Madame la Ministre, il n’est pas acceptable qu’en France, cinquième puissance mondiale, l’hôpital public ne dispose pas de moyens suffisants pour offrir aux malades des conditions dignes lors d’une hospitalisation. Le Président Emmanuel Macron prévoyait de se battre « contre les déserts médicaux qui touchent de nombreuses zones rurales, périurbaines, des villes et des hôpitaux » et de « renforcer l’attractivité des métiers de santé ». Je fais donc appel à vous pour que cet engagement soit respecté au CHI André Grégoire et, plus généralement, en Seine-Saint-Denis et dans l’ensemble des territoires en proie à de telles difficultés.
Là encore, ce sont les populations les plus vulnérables qui sont les plus touchées. Ces situations mettent à mal l’un des droits fondamentaux de l’usager : l’accès aux soins pour toutes et tous, dans des conditions dignes et respectueuses de la personne. Or, les nouvelles méthodes de management imposées aux hôpitaux depuis près de vingt ans ne le permettent pas car elles impliquent que toute activité humaine soit mesurée et soumise à la concurrence, sur le modèle de l’entreprise privée. Désormais, pour s’en sortir financièrement, un hôpital public est obligé de réduire ses investissements et d’accroître son activité sans augmenter ses dépenses, notamment des personnels. Du fait de cette gestion autoritaire des ressources humaines, on demande aux équipes d’en faire toujours plus, souvent au mépris de la qualité des soins.
L’attractivité médicale de la zone est si basse que même les urgences peinent à recruter et à fidéliser du personnel. Le service manque de praticiens et se voit donc dans l’obligation de faire appel à des médecins intérimaires, dont les salaires sont près de trois fois supérieurs à la rémunération moyenne d’un médecin. Ce recours à l’intérim, qui ne devrait pas exister ou n’être qu’un fait ponctuel, est désormais régulier. Les équipes médicales ne comptent pas leurs heures afin de gérer au mieux le flot de patients. Il manque des médecins, des infirmières et, les aides-soignantes, sont moitié moins que ce qu’elles devraient être. Leur vie de famille est quasiment inexistante et leur fatigue, constante, s’accroît de jour en jour. Tous, médecins comme personnel soignant, sont sous pression de manière continue.
Les hôpitaux publics reçoivent toutes les personnes, sans condition de ressources. Ils ont donc un aspect social fort. Le taux de passage aux urgences ne cesse de croître d’année en année et les équipes médicales et soignantes y font face quotidiennement. Or, cet afflux de patients pourrait être bien moindre si les généralistes n’étaient pas débordés.
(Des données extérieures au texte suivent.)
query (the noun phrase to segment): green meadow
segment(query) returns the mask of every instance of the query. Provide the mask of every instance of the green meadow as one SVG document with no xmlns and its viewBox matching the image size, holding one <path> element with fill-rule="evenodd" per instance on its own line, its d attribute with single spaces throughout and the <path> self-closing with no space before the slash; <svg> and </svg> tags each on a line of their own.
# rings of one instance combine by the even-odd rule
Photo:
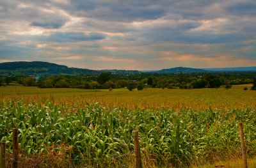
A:
<svg viewBox="0 0 256 168">
<path fill-rule="evenodd" d="M 10 166 L 15 127 L 20 162 L 28 167 L 133 167 L 136 130 L 143 167 L 241 167 L 243 122 L 255 167 L 251 86 L 132 91 L 1 87 L 0 139 L 6 142 Z"/>
</svg>

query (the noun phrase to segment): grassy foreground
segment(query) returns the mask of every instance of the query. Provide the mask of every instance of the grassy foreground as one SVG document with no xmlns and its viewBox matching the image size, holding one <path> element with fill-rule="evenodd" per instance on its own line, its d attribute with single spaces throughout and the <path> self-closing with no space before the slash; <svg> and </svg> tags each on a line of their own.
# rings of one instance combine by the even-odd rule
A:
<svg viewBox="0 0 256 168">
<path fill-rule="evenodd" d="M 15 88 L 5 88 L 1 90 L 0 141 L 7 142 L 12 158 L 12 129 L 19 128 L 20 164 L 25 167 L 132 167 L 133 131 L 138 130 L 144 167 L 214 167 L 218 164 L 236 167 L 241 163 L 238 123 L 243 122 L 249 165 L 255 167 L 255 93 L 243 87 L 131 92 L 52 89 L 36 93 L 37 88 L 22 87 L 12 95 L 4 91 Z M 92 100 L 87 103 L 86 94 L 92 93 L 98 95 L 88 97 Z M 140 106 L 146 95 L 146 100 L 154 98 L 148 93 L 158 94 L 156 106 Z M 158 106 L 173 95 L 176 99 Z M 110 98 L 113 95 L 136 105 L 116 105 L 117 100 Z M 129 96 L 136 100 L 129 102 Z M 93 103 L 97 98 L 102 101 Z M 180 105 L 172 106 L 177 100 Z M 115 105 L 104 106 L 104 102 Z"/>
<path fill-rule="evenodd" d="M 83 102 L 98 102 L 111 108 L 172 108 L 180 107 L 195 109 L 232 109 L 256 107 L 255 91 L 243 90 L 251 84 L 233 86 L 231 89 L 168 89 L 149 88 L 129 91 L 127 89 L 90 90 L 72 88 L 40 89 L 35 87 L 0 87 L 2 101 L 20 99 L 32 102 L 51 100 L 54 103 L 77 105 Z"/>
</svg>

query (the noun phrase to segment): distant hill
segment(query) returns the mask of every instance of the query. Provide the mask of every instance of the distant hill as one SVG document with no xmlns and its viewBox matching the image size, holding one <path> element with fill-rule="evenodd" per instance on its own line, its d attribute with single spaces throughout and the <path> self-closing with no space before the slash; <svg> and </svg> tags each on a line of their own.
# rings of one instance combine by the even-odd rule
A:
<svg viewBox="0 0 256 168">
<path fill-rule="evenodd" d="M 68 68 L 42 61 L 18 61 L 0 63 L 0 75 L 97 75 L 102 72 L 109 72 L 115 74 L 137 74 L 140 72 L 133 70 L 92 70 L 88 69 Z"/>
<path fill-rule="evenodd" d="M 256 66 L 204 68 L 203 70 L 214 72 L 256 72 Z"/>
<path fill-rule="evenodd" d="M 206 70 L 192 68 L 186 68 L 186 67 L 176 67 L 169 69 L 163 69 L 159 71 L 156 71 L 157 73 L 179 73 L 181 72 L 185 73 L 202 73 L 202 72 L 210 72 Z"/>
</svg>

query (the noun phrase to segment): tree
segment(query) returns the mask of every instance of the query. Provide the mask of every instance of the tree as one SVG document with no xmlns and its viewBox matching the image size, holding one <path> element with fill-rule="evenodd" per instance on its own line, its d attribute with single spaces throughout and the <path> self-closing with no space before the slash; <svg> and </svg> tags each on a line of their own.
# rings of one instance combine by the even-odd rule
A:
<svg viewBox="0 0 256 168">
<path fill-rule="evenodd" d="M 12 81 L 12 79 L 11 79 L 11 78 L 10 78 L 9 76 L 7 76 L 7 77 L 5 78 L 5 84 L 6 84 L 6 85 L 8 85 L 11 81 Z"/>
<path fill-rule="evenodd" d="M 117 88 L 125 88 L 127 86 L 128 81 L 125 80 L 118 80 L 116 82 L 116 85 Z"/>
<path fill-rule="evenodd" d="M 3 83 L 4 82 L 4 79 L 0 77 L 0 87 L 3 86 Z"/>
<path fill-rule="evenodd" d="M 135 88 L 135 84 L 132 82 L 130 82 L 128 83 L 127 89 L 129 91 L 132 91 L 133 89 Z"/>
<path fill-rule="evenodd" d="M 147 84 L 150 86 L 153 84 L 153 79 L 152 77 L 148 79 Z"/>
<path fill-rule="evenodd" d="M 100 84 L 104 84 L 111 78 L 111 74 L 108 72 L 101 73 L 98 77 L 97 82 Z"/>
<path fill-rule="evenodd" d="M 104 86 L 105 86 L 106 88 L 115 88 L 115 84 L 112 80 L 108 80 L 108 82 L 106 82 L 104 84 Z"/>
<path fill-rule="evenodd" d="M 55 85 L 55 88 L 69 88 L 68 83 L 67 82 L 65 79 L 61 79 L 59 81 L 58 81 Z"/>
<path fill-rule="evenodd" d="M 95 89 L 99 88 L 99 83 L 96 81 L 92 81 L 89 83 L 90 88 Z"/>
<path fill-rule="evenodd" d="M 256 77 L 253 79 L 251 90 L 256 90 Z"/>
</svg>

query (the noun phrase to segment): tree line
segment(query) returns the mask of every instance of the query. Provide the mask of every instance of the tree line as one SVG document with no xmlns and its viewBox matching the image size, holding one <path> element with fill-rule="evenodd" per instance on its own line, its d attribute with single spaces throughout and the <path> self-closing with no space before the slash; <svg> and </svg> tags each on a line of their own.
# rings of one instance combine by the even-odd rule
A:
<svg viewBox="0 0 256 168">
<path fill-rule="evenodd" d="M 8 86 L 13 81 L 25 86 L 40 88 L 71 88 L 80 89 L 114 89 L 127 88 L 129 90 L 145 87 L 168 89 L 218 88 L 224 86 L 229 89 L 234 84 L 252 84 L 252 89 L 256 89 L 256 73 L 150 73 L 140 75 L 116 75 L 103 72 L 98 76 L 54 75 L 0 77 L 0 86 Z"/>
</svg>

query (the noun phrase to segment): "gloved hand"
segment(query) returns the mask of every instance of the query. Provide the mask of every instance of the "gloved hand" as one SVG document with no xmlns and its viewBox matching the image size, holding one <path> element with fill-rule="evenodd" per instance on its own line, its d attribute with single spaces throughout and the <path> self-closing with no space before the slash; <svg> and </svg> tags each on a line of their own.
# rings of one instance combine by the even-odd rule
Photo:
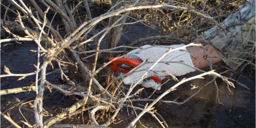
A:
<svg viewBox="0 0 256 128">
<path fill-rule="evenodd" d="M 168 48 L 172 47 L 173 48 L 177 48 L 185 45 L 184 44 L 173 45 L 167 46 Z M 141 47 L 145 49 L 151 47 L 151 45 L 145 45 Z M 138 60 L 149 62 L 156 62 L 169 49 L 169 48 L 163 47 L 163 46 L 161 46 L 161 47 L 157 47 L 157 46 L 145 49 L 139 51 L 141 49 L 137 49 L 131 51 L 127 54 L 134 53 L 134 54 L 129 55 L 125 57 Z M 136 53 L 137 52 L 137 53 Z M 169 63 L 170 64 L 165 63 L 158 63 L 152 68 L 152 71 L 148 73 L 147 77 L 152 76 L 156 76 L 163 79 L 165 78 L 165 76 L 168 76 L 166 73 L 163 72 L 163 71 L 168 71 L 168 72 L 175 76 L 179 76 L 184 75 L 191 72 L 195 71 L 191 67 L 195 68 L 193 65 L 190 54 L 187 52 L 181 51 L 180 50 L 174 51 L 169 53 L 162 59 L 160 61 L 178 61 L 183 60 L 184 63 L 189 65 L 190 67 L 179 63 Z M 143 64 L 143 62 L 141 64 Z M 132 72 L 135 70 L 137 72 L 133 73 L 125 78 L 124 82 L 126 84 L 130 85 L 132 83 L 135 84 L 148 71 L 148 69 L 154 64 L 153 63 L 145 64 L 140 68 L 136 69 L 134 68 L 129 73 Z M 141 65 L 138 66 L 140 66 Z M 156 71 L 158 72 L 156 73 Z M 154 72 L 153 71 L 155 71 Z M 142 84 L 144 87 L 148 88 L 152 87 L 156 89 L 160 85 L 161 83 L 155 82 L 154 80 L 150 79 L 146 79 L 141 81 L 139 84 Z M 160 88 L 158 90 L 160 90 Z"/>
</svg>

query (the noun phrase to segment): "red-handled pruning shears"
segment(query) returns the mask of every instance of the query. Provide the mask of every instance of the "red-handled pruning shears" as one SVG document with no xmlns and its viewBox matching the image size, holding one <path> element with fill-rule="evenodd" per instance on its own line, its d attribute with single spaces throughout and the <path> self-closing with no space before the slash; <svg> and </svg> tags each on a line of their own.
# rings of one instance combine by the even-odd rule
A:
<svg viewBox="0 0 256 128">
<path fill-rule="evenodd" d="M 115 58 L 115 57 L 109 57 L 108 60 L 109 61 L 111 61 Z M 123 57 L 113 61 L 111 62 L 112 65 L 109 67 L 118 72 L 126 74 L 140 64 L 142 62 L 142 61 L 137 60 Z M 124 65 L 125 65 L 125 66 L 124 66 Z M 147 78 L 152 79 L 155 82 L 160 84 L 162 82 L 162 79 L 156 76 L 151 76 Z"/>
</svg>

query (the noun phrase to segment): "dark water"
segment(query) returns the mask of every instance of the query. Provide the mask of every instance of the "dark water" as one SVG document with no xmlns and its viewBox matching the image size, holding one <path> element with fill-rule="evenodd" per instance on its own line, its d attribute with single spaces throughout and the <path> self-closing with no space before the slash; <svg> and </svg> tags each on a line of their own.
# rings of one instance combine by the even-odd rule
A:
<svg viewBox="0 0 256 128">
<path fill-rule="evenodd" d="M 125 34 L 127 37 L 122 37 L 121 44 L 126 44 L 131 40 L 134 41 L 138 38 L 153 35 L 149 34 L 146 35 L 141 31 L 137 30 L 145 30 L 144 27 L 139 25 L 134 26 L 135 28 L 130 28 L 131 33 Z M 146 31 L 149 33 L 156 32 L 153 29 L 148 28 L 147 29 Z M 13 73 L 26 73 L 34 71 L 35 68 L 33 64 L 36 63 L 37 53 L 29 52 L 29 50 L 36 50 L 37 47 L 36 44 L 33 43 L 21 44 L 14 43 L 14 44 L 5 47 L 2 46 L 1 48 L 1 74 L 5 74 L 3 71 L 4 65 L 9 68 L 11 71 Z M 48 71 L 52 71 L 51 70 L 49 69 Z M 195 74 L 190 74 L 182 77 L 188 77 L 192 76 L 189 75 L 194 75 L 198 73 L 194 73 Z M 255 74 L 255 71 L 253 73 Z M 244 74 L 245 75 L 244 76 L 246 77 L 249 76 L 248 73 L 245 72 Z M 255 75 L 254 76 L 255 77 Z M 56 82 L 58 81 L 58 78 L 59 78 L 58 77 L 59 76 L 55 76 L 54 74 L 50 78 L 52 79 L 49 80 L 51 80 L 53 82 L 54 81 Z M 226 76 L 228 77 L 228 76 Z M 35 76 L 29 76 L 20 81 L 16 80 L 19 77 L 1 78 L 1 89 L 3 90 L 29 86 L 32 82 L 34 81 L 35 78 Z M 181 79 L 182 77 L 180 77 L 179 78 Z M 188 82 L 179 86 L 176 91 L 166 96 L 163 100 L 172 101 L 179 97 L 178 101 L 182 101 L 197 92 L 199 88 L 212 79 L 211 77 L 205 77 L 204 79 L 196 79 Z M 248 81 L 246 77 L 240 76 L 238 77 L 237 80 L 241 83 L 246 85 L 250 90 L 247 90 L 239 84 L 235 84 L 236 88 L 234 89 L 230 87 L 233 93 L 228 95 L 228 92 L 226 84 L 221 80 L 217 79 L 219 89 L 223 92 L 222 93 L 219 92 L 220 101 L 224 105 L 219 104 L 216 101 L 216 88 L 212 83 L 204 87 L 198 94 L 183 105 L 178 105 L 174 104 L 159 102 L 155 105 L 156 109 L 158 110 L 157 112 L 163 116 L 169 127 L 171 128 L 254 127 L 255 125 L 255 79 Z M 152 98 L 156 98 L 161 94 L 161 92 L 164 92 L 174 85 L 175 84 L 174 82 L 171 81 L 164 85 L 162 90 L 154 95 Z M 191 84 L 198 86 L 199 87 L 197 89 L 191 90 L 190 89 L 191 87 L 190 85 Z M 146 89 L 143 93 L 150 94 L 153 91 L 153 90 L 150 89 Z M 47 92 L 48 94 L 51 94 L 49 92 Z M 46 94 L 47 93 L 46 92 Z M 34 98 L 33 96 L 34 96 L 35 95 L 34 92 L 30 92 L 28 94 L 27 92 L 23 92 L 1 96 L 1 111 L 4 112 L 15 104 L 17 103 L 18 102 L 15 101 L 15 97 L 18 98 L 22 101 L 26 99 L 28 97 L 32 97 L 31 99 L 33 100 Z M 44 108 L 48 110 L 58 110 L 60 109 L 58 108 L 58 107 L 64 106 L 68 107 L 72 104 L 72 103 L 69 102 L 68 103 L 67 102 L 70 101 L 70 99 L 67 97 L 62 98 L 62 95 L 54 95 L 51 94 L 51 99 L 52 100 L 52 102 L 46 100 L 45 102 L 44 103 L 45 105 Z M 142 95 L 142 97 L 144 96 L 145 96 Z M 55 97 L 55 98 L 54 98 Z M 58 98 L 56 98 L 57 97 Z M 74 102 L 75 101 L 73 101 L 72 102 Z M 67 103 L 64 104 L 65 104 L 64 105 L 63 103 L 64 102 Z M 59 103 L 60 104 L 58 104 Z M 27 107 L 27 108 L 29 108 L 28 107 Z M 24 113 L 25 116 L 29 117 L 27 119 L 31 119 L 31 122 L 33 122 L 33 112 L 28 112 L 27 110 L 23 110 L 24 111 L 26 112 Z M 61 110 L 59 110 L 58 111 L 60 112 L 60 111 Z M 120 112 L 121 114 L 119 117 L 120 120 L 123 119 L 123 121 L 116 124 L 113 124 L 111 126 L 115 127 L 127 126 L 129 122 L 136 117 L 135 113 L 138 114 L 140 112 L 139 110 L 133 111 L 133 109 L 130 108 L 127 110 L 127 108 L 124 107 L 122 111 Z M 13 119 L 16 122 L 21 120 L 24 120 L 17 109 L 12 109 L 9 111 L 11 112 L 11 116 L 15 117 Z M 127 111 L 129 113 L 129 115 L 127 115 Z M 15 116 L 15 115 L 17 115 L 17 116 Z M 156 120 L 148 114 L 145 114 L 140 119 L 140 121 L 141 124 L 148 127 L 161 127 Z M 1 120 L 2 127 L 10 125 L 5 120 Z M 143 127 L 139 122 L 136 125 L 138 127 Z"/>
</svg>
Cette affluence est notamment due au manque d’attractivité médicale du département. En effet, cette année, aucun médecin généraliste ne s’est installé en Seine-Saint-Denis et ceux déjà établis sur le département sont débordés et ne peuvent prendre en charge de nouveaux patients. C’est une véritable pénurie de médecins que subit le département. Il faut savoir qu’un grand nombre de ces personnes sont dans une situation sociale inextricable (plus de 40% du public accueilli) : l’aspect social de l’hôpital public précédemment évoqué est donc ici décisif.
Espérant pouvoir compter sur votre attachement au service public et aux droits fondamentaux des patients, je vous prie d’agréer, Madame la Ministre, l’expression de ma haute considération.